Sunday, October 7, 2012

Another Funeral

Wow! I can't believe it's been way back in the Spring since I last posted on this particular blog. I'm sorry to have left you all hanging with a "what happens next" feeling in the story of Mike and I. I promise to start back on that story this week.

But this particular post is about a different topic. This past week my Uncle Joe Frank passed away. His passing has brought back up SO many emotions and memories about my precious granddaddy. Joe Frank was granddaddy's side kick and best friend. They did EVERYTHING together. There are countless stories of the two of them my daddy could tell you, or anyone else who was ever around them for that matter. Even the pastor who conducted uncle Joe Frank's funeral had some stories to tell. And this may be a bit odd sounding, but it was the BEST funeral I've ever been to.
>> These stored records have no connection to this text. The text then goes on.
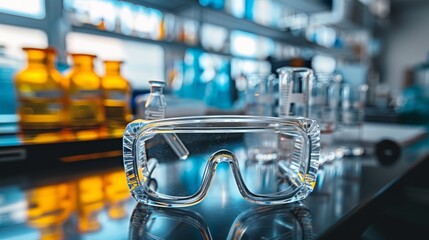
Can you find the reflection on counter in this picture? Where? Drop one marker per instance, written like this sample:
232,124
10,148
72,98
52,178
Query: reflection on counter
286,222
85,207
49,101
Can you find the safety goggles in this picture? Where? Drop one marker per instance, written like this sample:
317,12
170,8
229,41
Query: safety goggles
273,160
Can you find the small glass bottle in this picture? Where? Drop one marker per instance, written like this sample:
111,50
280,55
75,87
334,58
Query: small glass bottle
41,92
155,109
294,91
117,93
86,101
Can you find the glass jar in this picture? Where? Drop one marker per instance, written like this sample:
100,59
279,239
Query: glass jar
86,101
41,91
117,93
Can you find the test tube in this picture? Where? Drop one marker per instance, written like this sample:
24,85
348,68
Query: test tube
155,109
294,89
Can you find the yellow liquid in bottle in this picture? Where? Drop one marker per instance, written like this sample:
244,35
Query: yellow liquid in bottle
41,92
86,101
49,208
116,91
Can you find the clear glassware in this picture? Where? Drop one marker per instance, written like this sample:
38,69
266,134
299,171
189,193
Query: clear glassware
156,177
260,102
155,109
323,107
294,91
351,112
117,94
259,94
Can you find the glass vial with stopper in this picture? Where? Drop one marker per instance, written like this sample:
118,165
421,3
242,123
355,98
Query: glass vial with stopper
294,90
155,109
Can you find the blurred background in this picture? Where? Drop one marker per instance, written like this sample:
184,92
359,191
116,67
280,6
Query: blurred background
203,48
73,73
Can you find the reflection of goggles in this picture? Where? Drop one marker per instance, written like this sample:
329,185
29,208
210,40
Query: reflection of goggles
291,222
157,176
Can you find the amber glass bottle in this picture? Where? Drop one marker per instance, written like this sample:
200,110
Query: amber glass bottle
41,92
117,93
86,101
49,207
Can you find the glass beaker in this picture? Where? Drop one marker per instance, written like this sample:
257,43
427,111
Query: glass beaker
117,93
260,102
294,91
155,109
351,111
323,106
86,99
41,91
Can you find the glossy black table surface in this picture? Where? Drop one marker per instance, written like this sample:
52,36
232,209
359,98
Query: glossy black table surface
92,201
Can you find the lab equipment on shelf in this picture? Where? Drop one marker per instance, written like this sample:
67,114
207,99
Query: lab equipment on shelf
41,92
116,93
294,91
85,92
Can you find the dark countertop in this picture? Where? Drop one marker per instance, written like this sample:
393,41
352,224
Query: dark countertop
92,201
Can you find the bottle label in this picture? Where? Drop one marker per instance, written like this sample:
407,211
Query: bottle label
116,95
87,94
42,94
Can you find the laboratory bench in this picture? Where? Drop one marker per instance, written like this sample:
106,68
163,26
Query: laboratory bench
79,191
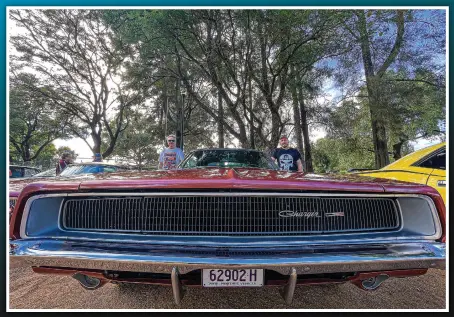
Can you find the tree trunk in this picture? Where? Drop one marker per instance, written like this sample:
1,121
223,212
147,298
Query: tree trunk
308,167
178,123
96,137
27,154
275,128
251,106
220,122
378,126
373,83
296,114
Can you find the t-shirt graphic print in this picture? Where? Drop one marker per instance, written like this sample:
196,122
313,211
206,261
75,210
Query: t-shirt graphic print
170,158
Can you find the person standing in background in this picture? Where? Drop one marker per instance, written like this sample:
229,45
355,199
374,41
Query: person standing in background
63,163
288,159
171,156
97,157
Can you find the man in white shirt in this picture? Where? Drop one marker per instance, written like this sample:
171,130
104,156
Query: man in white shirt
171,156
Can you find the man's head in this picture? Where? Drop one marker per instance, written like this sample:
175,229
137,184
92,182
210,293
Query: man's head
171,141
283,141
97,157
66,157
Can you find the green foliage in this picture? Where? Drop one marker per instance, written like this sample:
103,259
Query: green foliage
337,155
34,121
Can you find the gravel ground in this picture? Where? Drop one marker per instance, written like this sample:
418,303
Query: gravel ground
30,291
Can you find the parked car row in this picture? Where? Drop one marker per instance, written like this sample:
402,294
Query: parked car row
226,218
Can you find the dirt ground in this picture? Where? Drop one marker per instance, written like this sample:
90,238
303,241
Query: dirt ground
30,291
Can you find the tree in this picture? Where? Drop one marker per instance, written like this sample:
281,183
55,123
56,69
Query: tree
388,40
34,121
66,149
74,55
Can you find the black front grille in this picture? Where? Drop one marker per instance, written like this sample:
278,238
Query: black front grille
231,215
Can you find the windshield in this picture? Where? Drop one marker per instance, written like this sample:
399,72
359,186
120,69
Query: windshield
227,158
88,169
48,173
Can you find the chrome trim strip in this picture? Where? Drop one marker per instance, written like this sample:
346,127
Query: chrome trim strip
56,254
288,290
437,235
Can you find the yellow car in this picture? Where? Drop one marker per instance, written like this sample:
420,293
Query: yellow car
426,166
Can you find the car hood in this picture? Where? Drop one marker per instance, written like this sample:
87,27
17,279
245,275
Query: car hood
217,178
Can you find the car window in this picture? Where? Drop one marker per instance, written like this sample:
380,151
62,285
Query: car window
437,161
49,172
109,169
17,172
28,172
227,158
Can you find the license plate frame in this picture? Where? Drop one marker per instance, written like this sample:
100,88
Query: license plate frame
233,277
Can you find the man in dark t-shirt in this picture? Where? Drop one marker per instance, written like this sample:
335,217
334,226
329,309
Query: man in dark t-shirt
288,159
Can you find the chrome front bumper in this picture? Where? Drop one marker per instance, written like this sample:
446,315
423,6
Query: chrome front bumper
134,258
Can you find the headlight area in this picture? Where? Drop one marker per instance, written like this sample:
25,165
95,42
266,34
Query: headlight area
41,216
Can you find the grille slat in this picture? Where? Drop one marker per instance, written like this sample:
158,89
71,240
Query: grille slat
231,215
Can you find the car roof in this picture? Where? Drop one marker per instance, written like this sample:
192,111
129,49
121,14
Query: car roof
98,163
23,166
226,149
414,157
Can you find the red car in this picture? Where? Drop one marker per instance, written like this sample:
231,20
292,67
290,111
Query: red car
228,218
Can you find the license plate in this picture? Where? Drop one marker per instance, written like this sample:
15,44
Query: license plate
232,277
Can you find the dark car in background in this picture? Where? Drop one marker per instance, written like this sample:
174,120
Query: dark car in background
73,171
17,171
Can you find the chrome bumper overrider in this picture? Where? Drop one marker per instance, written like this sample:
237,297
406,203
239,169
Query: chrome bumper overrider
93,255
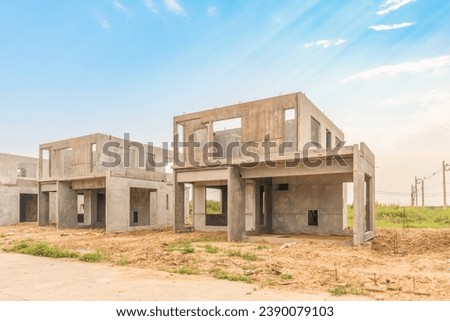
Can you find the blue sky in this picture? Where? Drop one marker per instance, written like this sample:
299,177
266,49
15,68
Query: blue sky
379,69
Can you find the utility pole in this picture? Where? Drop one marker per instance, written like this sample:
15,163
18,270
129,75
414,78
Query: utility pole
423,192
445,167
416,180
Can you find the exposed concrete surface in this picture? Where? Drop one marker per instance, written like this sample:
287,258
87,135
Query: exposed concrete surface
24,277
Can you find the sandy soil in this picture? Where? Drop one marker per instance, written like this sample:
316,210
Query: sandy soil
400,264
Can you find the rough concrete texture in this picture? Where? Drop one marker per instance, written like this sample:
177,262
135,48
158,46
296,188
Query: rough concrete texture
115,180
255,204
18,189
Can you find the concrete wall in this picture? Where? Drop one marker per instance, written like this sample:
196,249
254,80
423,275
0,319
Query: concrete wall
119,203
290,208
90,156
17,176
258,119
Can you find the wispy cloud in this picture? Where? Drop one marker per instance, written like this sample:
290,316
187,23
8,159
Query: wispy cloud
392,27
325,43
173,6
212,11
149,4
437,64
119,6
392,5
104,23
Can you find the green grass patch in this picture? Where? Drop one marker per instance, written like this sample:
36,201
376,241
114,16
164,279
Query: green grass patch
211,249
245,256
343,290
222,275
186,270
96,256
180,246
42,249
249,257
122,261
234,253
394,216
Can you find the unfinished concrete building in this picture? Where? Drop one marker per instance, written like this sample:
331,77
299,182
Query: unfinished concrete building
106,182
275,165
18,189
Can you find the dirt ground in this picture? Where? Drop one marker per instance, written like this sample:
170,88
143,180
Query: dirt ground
399,264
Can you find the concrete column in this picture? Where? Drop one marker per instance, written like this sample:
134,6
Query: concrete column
43,208
117,209
199,208
87,208
370,199
179,205
344,206
66,205
93,208
236,205
358,199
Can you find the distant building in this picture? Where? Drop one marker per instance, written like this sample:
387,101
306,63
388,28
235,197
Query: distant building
276,165
18,189
83,183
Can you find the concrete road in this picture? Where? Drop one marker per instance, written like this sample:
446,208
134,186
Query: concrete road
24,277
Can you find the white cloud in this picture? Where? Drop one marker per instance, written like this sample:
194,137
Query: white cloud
325,43
149,4
119,6
104,23
173,6
436,64
392,27
212,11
340,42
392,5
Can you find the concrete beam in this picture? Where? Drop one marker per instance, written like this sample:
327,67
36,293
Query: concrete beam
202,175
281,170
66,206
236,205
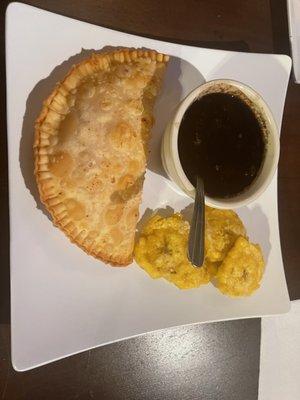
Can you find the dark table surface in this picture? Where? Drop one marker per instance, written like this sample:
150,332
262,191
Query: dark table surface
213,361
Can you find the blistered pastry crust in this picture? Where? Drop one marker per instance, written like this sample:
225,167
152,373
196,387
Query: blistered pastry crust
126,138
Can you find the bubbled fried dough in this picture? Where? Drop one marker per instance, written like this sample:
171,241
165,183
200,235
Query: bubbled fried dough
91,149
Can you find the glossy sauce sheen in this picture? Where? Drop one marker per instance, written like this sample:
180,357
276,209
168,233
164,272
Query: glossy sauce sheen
221,140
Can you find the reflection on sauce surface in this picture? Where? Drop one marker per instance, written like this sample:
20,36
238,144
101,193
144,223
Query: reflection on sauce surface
221,139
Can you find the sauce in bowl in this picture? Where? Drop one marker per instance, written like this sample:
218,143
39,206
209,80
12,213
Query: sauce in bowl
222,140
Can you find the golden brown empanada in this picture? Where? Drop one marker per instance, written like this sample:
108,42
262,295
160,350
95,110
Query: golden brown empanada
91,148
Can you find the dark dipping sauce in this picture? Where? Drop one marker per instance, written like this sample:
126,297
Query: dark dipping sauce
221,140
We laughed amongst the tears. That pastor, uncle Joe Frank's home church pastor, told his stories while impersonating Joe Frank and he had him pegged! lol.
But for me, it was just a day of pouring salt into wounds that haven't healed, even after over 8 years have passed since granddaddy died.

I would give anything to have that farm life back. It's one of those things that you don't realize exactly what you had until it was gone. Looking back, my entire life and outlook on life changed during the time of my granddaddy being sick, saying his goodbyes, his suffering, his death and ultimately his precious farm being auctioned off. I started at the time, trying to "figure out who I was", who I wanted to be and what I wanted to do with my life. Do you know that I still struggle with that today? I think I've just basically felt "out of control". Life just keeps zooming by and I feel like I waste or have wasted so much of it and don't really feel like I've done what I was put here to do. Do you feel like that ever?
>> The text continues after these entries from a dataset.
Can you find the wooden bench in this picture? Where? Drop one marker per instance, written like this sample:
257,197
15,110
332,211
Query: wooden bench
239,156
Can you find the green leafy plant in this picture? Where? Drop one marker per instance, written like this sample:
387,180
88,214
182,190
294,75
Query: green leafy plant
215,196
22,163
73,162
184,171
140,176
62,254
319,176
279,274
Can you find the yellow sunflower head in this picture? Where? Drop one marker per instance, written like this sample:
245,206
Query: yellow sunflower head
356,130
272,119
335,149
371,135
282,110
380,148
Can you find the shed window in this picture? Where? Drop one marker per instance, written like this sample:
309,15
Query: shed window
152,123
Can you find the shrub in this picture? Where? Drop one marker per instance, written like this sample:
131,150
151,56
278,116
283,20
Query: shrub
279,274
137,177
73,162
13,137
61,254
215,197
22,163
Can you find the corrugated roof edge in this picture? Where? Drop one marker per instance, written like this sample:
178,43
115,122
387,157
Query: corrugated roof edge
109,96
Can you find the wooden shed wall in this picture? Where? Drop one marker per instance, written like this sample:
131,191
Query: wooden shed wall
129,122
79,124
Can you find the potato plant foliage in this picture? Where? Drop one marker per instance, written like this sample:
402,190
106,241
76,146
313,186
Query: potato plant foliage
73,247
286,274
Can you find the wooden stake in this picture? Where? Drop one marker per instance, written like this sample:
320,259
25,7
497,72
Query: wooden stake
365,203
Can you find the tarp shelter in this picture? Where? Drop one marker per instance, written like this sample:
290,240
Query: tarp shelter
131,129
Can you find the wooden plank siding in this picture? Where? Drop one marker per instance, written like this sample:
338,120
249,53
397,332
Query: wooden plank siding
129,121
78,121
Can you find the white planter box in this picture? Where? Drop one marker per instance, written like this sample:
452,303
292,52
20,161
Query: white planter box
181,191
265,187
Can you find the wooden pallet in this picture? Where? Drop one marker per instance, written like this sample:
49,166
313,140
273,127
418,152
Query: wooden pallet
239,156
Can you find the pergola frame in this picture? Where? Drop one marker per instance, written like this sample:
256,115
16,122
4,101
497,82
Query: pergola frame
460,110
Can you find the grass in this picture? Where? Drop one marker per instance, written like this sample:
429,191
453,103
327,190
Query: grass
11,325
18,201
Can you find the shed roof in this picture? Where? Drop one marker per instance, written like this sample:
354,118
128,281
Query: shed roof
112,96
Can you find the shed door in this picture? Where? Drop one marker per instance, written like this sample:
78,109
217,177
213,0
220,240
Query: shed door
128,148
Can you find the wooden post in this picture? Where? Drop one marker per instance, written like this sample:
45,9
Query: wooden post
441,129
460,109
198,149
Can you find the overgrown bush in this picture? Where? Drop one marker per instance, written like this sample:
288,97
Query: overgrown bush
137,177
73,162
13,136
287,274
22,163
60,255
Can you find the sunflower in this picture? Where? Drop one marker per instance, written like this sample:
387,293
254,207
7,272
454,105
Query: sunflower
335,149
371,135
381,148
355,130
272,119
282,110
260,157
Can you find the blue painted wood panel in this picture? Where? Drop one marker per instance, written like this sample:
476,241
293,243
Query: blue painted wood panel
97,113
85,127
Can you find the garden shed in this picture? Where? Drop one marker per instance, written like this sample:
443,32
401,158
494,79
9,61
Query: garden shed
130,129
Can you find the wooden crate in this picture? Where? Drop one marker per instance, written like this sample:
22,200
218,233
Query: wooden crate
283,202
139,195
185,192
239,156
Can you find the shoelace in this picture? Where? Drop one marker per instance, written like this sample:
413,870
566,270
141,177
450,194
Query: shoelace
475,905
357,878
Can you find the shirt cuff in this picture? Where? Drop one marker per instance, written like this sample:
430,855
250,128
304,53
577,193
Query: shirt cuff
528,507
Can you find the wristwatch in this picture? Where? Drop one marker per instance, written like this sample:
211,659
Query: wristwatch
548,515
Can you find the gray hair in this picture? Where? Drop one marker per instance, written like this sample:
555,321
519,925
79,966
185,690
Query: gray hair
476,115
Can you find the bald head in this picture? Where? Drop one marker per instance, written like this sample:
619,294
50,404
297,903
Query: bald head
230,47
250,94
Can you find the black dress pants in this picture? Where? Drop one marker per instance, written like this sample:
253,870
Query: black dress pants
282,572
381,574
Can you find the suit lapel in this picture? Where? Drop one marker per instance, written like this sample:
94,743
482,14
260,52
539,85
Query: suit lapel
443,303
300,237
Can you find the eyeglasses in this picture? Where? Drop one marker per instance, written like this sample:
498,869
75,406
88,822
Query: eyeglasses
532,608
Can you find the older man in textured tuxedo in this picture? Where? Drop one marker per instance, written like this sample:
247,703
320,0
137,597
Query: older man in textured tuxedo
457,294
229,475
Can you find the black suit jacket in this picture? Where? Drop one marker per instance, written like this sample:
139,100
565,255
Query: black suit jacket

I think that's why my brain doesn't shut off from all of the ideas outflow. It's trying to figure out what I want. But it nor I seem to know. I think it may also explain why my son's senior year in high school is so painful for me, even to the point that he's in his 2nd year of college and I still haven't looked at his senior yearbook nor watched football highlight videos that were given to us. So much went wrong for him that year that I couldn't control, fix for him or protect him from and as a mother, that feeling is just overwhelming sometimes.

So here I sit typing this and having a good cry, still grieving. Grieving my granddaddy, grieving a life I now miss, grieving my son's last year of high school, grieving Joe Frank and grieving for myself because I haven't moved in the direction that feels right somehow.

So, I will just continue with a day by day, trying to find my way. Only God knows what it is that will move me past the grief and into my gifts. I just have to quit fighting so hard to figure it out on my own..... still trying to control everything that happens in my life. I really should've learned that lesson by now..... life really is uncontrollable and we're just here for the ride.

Thank you for letting me share. I'm sure a lot of you have lost someone who was close to you and their passing has greatly impacted your life. Know that you are not alone. And we will all be OK.